In China, it would be quick, and if they wanted it to happen, it would.

So, when China decides it is a problem, they can use measures to fix the problem unavailable to the U.S. Totalitarian governments may not be the most responsive to the individual, but they can move very quickly.

But only if theyn do. I admit, I never understood why, at least in the handful of elite cities, this was not already done. “If I were King”… I wouldn’t live in a polluted cesspit. But they seem quite fine with it.

I think this is key to the idea. The Chinese have a very different idea of what’s tolerable than we Americans or Europeans, or even troubled societies like Brazil. And that may or may not change for a long while.

Any reason why they shouldn’t? Industrialized nations rule the world; underdeveloped nations take it on the ear.

I disagree: for example, not many years ago the Thames was a dead river, and the London smogs were notorious. In the northern midlands, factories used to routinely belch out ruinous fumes. Tremendous piles of slag and rubbish. Think Dante’s Inferno at night. Yet we’ve cleared up tremendously in the past 50 years. Those slag piles have been landscaped and grassed over. The Thames now has fish, the Clean Air Acts have done their jobs. We’re not there yet but this makes me much more sanguine about China’s present situation and optimistic about the longer term.

Historical comparisons may not apply. It’s true that the United States and Western Europe were able to clean up their countries after earlier periods of rampant pollution.
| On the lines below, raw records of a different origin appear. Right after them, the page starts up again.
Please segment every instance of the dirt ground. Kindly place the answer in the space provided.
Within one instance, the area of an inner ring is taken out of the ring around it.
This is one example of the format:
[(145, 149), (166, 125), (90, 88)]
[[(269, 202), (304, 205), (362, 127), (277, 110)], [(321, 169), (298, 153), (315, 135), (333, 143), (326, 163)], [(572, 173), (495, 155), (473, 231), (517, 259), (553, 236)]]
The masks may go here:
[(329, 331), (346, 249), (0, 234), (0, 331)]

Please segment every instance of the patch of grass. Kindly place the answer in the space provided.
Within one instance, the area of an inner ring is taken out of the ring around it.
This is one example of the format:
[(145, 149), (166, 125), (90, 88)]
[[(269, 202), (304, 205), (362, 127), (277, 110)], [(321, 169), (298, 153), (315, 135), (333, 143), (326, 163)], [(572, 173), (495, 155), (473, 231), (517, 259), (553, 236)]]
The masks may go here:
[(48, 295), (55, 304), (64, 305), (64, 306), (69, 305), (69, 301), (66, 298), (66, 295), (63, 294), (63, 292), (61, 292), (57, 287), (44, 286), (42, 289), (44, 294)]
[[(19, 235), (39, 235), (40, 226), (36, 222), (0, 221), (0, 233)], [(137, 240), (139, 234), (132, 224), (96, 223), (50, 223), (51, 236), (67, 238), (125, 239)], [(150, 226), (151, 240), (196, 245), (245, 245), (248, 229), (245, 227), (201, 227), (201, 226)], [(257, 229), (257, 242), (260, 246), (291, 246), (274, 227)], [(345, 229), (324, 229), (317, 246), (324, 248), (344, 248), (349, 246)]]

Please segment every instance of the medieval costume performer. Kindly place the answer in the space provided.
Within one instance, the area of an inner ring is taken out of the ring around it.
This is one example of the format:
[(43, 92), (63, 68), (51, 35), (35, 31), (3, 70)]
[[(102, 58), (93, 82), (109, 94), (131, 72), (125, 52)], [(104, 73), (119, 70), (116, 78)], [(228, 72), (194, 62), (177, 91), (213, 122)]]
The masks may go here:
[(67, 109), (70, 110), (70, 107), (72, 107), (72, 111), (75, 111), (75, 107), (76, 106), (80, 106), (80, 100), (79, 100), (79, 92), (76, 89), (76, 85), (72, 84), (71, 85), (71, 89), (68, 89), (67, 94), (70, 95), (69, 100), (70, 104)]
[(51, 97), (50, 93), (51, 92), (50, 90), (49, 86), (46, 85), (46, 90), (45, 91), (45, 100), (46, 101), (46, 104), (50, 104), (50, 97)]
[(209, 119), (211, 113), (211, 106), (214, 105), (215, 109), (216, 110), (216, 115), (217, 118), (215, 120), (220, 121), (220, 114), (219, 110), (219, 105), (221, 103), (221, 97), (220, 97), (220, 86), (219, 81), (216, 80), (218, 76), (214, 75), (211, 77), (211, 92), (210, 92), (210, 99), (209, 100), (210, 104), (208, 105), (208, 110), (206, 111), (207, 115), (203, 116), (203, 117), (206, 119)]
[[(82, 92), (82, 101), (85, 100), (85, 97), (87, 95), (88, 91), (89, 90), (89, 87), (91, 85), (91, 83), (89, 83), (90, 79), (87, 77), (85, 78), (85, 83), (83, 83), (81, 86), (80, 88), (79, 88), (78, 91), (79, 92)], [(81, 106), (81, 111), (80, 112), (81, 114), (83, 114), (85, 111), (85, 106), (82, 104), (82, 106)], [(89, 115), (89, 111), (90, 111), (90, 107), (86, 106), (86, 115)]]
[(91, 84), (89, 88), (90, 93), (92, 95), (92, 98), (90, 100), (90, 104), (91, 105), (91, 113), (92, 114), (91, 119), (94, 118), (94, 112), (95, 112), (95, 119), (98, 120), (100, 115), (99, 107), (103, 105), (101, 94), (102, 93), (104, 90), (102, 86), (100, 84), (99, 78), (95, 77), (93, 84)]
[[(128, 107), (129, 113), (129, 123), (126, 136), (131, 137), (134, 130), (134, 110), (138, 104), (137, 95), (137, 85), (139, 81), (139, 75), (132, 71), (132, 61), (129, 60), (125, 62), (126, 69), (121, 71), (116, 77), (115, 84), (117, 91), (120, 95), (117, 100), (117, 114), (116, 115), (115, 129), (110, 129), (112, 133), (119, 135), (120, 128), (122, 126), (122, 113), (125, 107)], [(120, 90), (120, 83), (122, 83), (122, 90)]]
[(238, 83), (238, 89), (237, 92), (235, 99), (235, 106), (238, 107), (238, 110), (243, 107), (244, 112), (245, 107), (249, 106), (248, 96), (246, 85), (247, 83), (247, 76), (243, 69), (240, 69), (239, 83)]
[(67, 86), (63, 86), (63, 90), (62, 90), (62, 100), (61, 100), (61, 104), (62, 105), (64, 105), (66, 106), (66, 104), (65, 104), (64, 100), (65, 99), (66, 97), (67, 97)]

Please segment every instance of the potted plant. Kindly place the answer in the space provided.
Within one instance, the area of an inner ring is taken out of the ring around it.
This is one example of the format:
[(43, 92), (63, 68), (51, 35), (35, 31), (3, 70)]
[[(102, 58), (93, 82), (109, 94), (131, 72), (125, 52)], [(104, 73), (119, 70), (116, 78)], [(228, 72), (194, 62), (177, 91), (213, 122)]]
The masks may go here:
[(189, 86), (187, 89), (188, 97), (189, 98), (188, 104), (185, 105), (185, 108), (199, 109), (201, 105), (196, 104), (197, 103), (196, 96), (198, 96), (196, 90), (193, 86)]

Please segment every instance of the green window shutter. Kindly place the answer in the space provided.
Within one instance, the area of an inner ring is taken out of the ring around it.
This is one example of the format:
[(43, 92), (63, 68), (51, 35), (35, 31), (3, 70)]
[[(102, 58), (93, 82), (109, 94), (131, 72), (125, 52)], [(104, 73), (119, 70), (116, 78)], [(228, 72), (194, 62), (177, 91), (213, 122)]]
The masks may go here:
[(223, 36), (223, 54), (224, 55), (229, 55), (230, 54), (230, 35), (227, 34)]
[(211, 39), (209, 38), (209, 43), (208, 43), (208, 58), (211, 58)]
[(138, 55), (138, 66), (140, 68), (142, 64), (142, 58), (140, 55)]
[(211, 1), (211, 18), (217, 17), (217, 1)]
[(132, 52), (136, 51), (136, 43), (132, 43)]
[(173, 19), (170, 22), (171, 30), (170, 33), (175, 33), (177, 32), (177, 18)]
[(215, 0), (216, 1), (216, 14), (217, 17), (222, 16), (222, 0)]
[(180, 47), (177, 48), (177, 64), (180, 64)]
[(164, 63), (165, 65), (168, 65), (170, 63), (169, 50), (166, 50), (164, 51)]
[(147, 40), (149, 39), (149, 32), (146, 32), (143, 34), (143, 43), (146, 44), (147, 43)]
But China is polluting at a 21st century level - they’re going to create a lot more pollution during their development period than past countries did during theirs.

Business and the government in China are completely intertwined. There is no real separation. I think it will actually be more difficult for the Chinese to enact real solutions to their problems than it is in a western style democracy. Simply put, it’s because the ‘big business interests’ ARE the government…and the folks who govern in China have a direct and vested interest in keeping the money flowing in because they are both the government and the business.

Your example of pulling cars off the road is cosmetic only. To be sure, you couldn’t do that in the US or Europe or any other western style democracy. But, you see, those things only effected the people. I imagine that such a ruling had zero effect on the party elite. The same would go for any kind of environmental reforms. Oh, as window dressing China could legislate all kinds of changes (in fact, IIRC, they have a lot of environmental protection type laws on the books)…however, enforcement would be at the whim of those same party elites. Now…if it’s your factory we are talking about, to be sure…I’ll throw the book at you. However, if it’s my own…well, you can see how I may want to make an exception in this case, aye? For the good of the people and all that.

Couldn’t disagree more…I think it’s their authoritarian system that is holding them back, and that will make their ecological disaster far worse than it ever was here in the west. And this despite the fact that when WE were doing all the polluting the technology for doing it cleaner and better was not available or still in development. The Chinese today really have no excuse…except that they don’t bother with it because in the short term it costs more.

-XT

Well, I’m not saying that the authoritarian system is doing much to help alleviate the situation now, or that issuing a decree to the effect that several 100.000 cars stay off the road for a couple of months is a solution. I’m just saying that the fact that China has a command economy (that is, xtisme, they are indeed intertwined, and there is no real separation - big business = the state) may play a helpful role when the time comes that really drastic measures need to be implemented. Please note that western democracies, and the US especially if you don’t mind me saying so, have not been particularly quick on the uptake when it comes to environmental problems, and that democracies are generally slow when it comes to implementing drastic changes.